Burak sınıfa doğru ilerliyordu. Koridorda bi topluluk gördü. Derin ve arkadaşları Cansu'yla kavga ediyordu. Rüzgar ve arkadaşlarıda Derin'in tarafındaydı. Ne de olsa Derin okulda popülerdi.
Cansu: Hayır anlamıyorum kötü kızı oynadığında erkeklerin seni seveceğini mi sanıyorsun?
Rüzgar: Sen ona istediğin kadar kötü de ben onun içindeki iyiliği biliyorum.
Cansu: Bi kızın fiziksel yönleriyle dalga geçemezsin. Özür dilemesi içinde zorlayamazsın.
Derin: Bana hakaret eden özürde diler.
Cansu sınıflarından Sevil diye bi kızı koruyordu. Cansu'nun en nefret ettiği şey popilerin başkalarını ezmesiydi. Sevil'le facebook üzerinden dalga geçmiş. Sevil de twitterda onun adına bir şey yazınca Derin de özür dilemesi için Sevil'i zorlamış. Sevil de tam özür dileyecekken Cansu durdurmuş ve Sevil'in tarafına geçmiş. Ve kavga başlamış.
Cansu: Seninde ondan özür dilemen gerekmiyor mu sence?
Derin: Ben sadece gerçekleri söyledim. Gerçekler acıdır.
Cansu: Hayatını hep yalanlar üzerine kuran biri için bu söz fazla uzak.
Rüzgar ve "ooo" diye sesler çıkardı. Ama fazla uzun sürmedi. Derin derin bir nefes aldı. Ve sessizce Cansu'ya yaklaştı ve :
-Bu çaba niye? Boşuboşuna insanların önünde maskara oluyorsun. Hakkını savunduğun ve başına bela almana sebep olan kişi yarın seni satıcak veya unutucak. Dünyanın bu döngüsüne alışamadın mı hala? İnsanların haklarını koruyorsun ama kim senin tarafında ve seni destekliyor.
Cansu çevresine göz ucuyla göz gezdirdi. Burak'ı gördü. Ama Burak hiç bir şey demedi. Başını önüne eğdi. Kaybolmak görünmemek istiyormuş gibi. Cansu'nun resmen kalbi kırıldı.

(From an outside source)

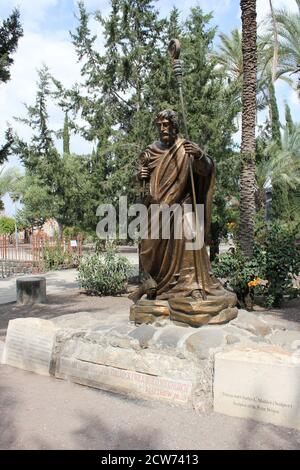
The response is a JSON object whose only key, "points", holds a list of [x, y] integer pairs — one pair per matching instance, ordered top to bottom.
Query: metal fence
{"points": [[19, 257]]}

Derin: Tüm bu çabaların sana kendini iyi bir insan olarak gösterir. Ama kimse bunun farkında değilse söylesene neye yarar?
Cansu bu sözler karşısında gözleri doldu. Evet Derin haklıydı. Yardım ettiği herkes onu unutacak belki Derin'le iyi arkadaş olacaktı. O ne kadar insanlara yardım etsede takdir edilmiyordu. hep iyiliği bana kime de diyordu ama biraz takdirde iyi olurdu. Cansu Derin'i en zayıf noktasından vuracaktı. Ailesinden. Bu onu üzücek belki durdurucaktı. psikolojisi bile bozulabilirdi. Çünkü aile herkesin zayıf noktasıdır. Üzüldüğü şeydir. Hatta Cansu onu arkadaşları sevgi hakkında da ezebilir ağlatabilirdi. Ama yapmadı. ünkü o zaman Derin'den ne farkı kalırdı. " Haklısın." Dedi. Sonra da arkasına dönüp hızlı adımlarla tuvalete koştu. Derin ve arkadaşları sınıfa girdiler. Burak ise kararsızdı. Tam sınıfa Derin'in tarafına girecekti ki durdu. Cansu ona çok arkadaşça (!) davranmıştı. Ama o sınıfa Derin'in tarafına girdi.
Ders başladığın Cansu sınıfa girdi. Ders boyu Burak'ın yüzüne bile bakmadı. Burak içten içe vicdan azabı duyuyordu.
" Ödevimi yaptın mı?"
"Hayır?"
" Ne!"
" Ben senin ödevinden sorumlu değilim ki."
" Ama biz kardeşiz. Ve küçük kız kardeşler abilerinin ödevini yapar."
Tilki ve Aylin sessizce konuşuyorlardı.
Aylin: Sorumluluk almayı öğren o zaman, BÜYÜK ABİ.
Tilki: Büyük Abi mi? Bu hakaret anlamında mı yoksa kocaman büyük evlat abi anlamında mı?
Aylin: Ya dön önüne yapmadım işte.
Hoca Aylin ve Tilki'nin yanına geldi.
Hoca: Ödeviniz inşallah bu sefer sizi arkada bırakıp gelmemezlik yapmamıştır. dedi. Geçen sefer Tilki ona bi espiri yapmıştı.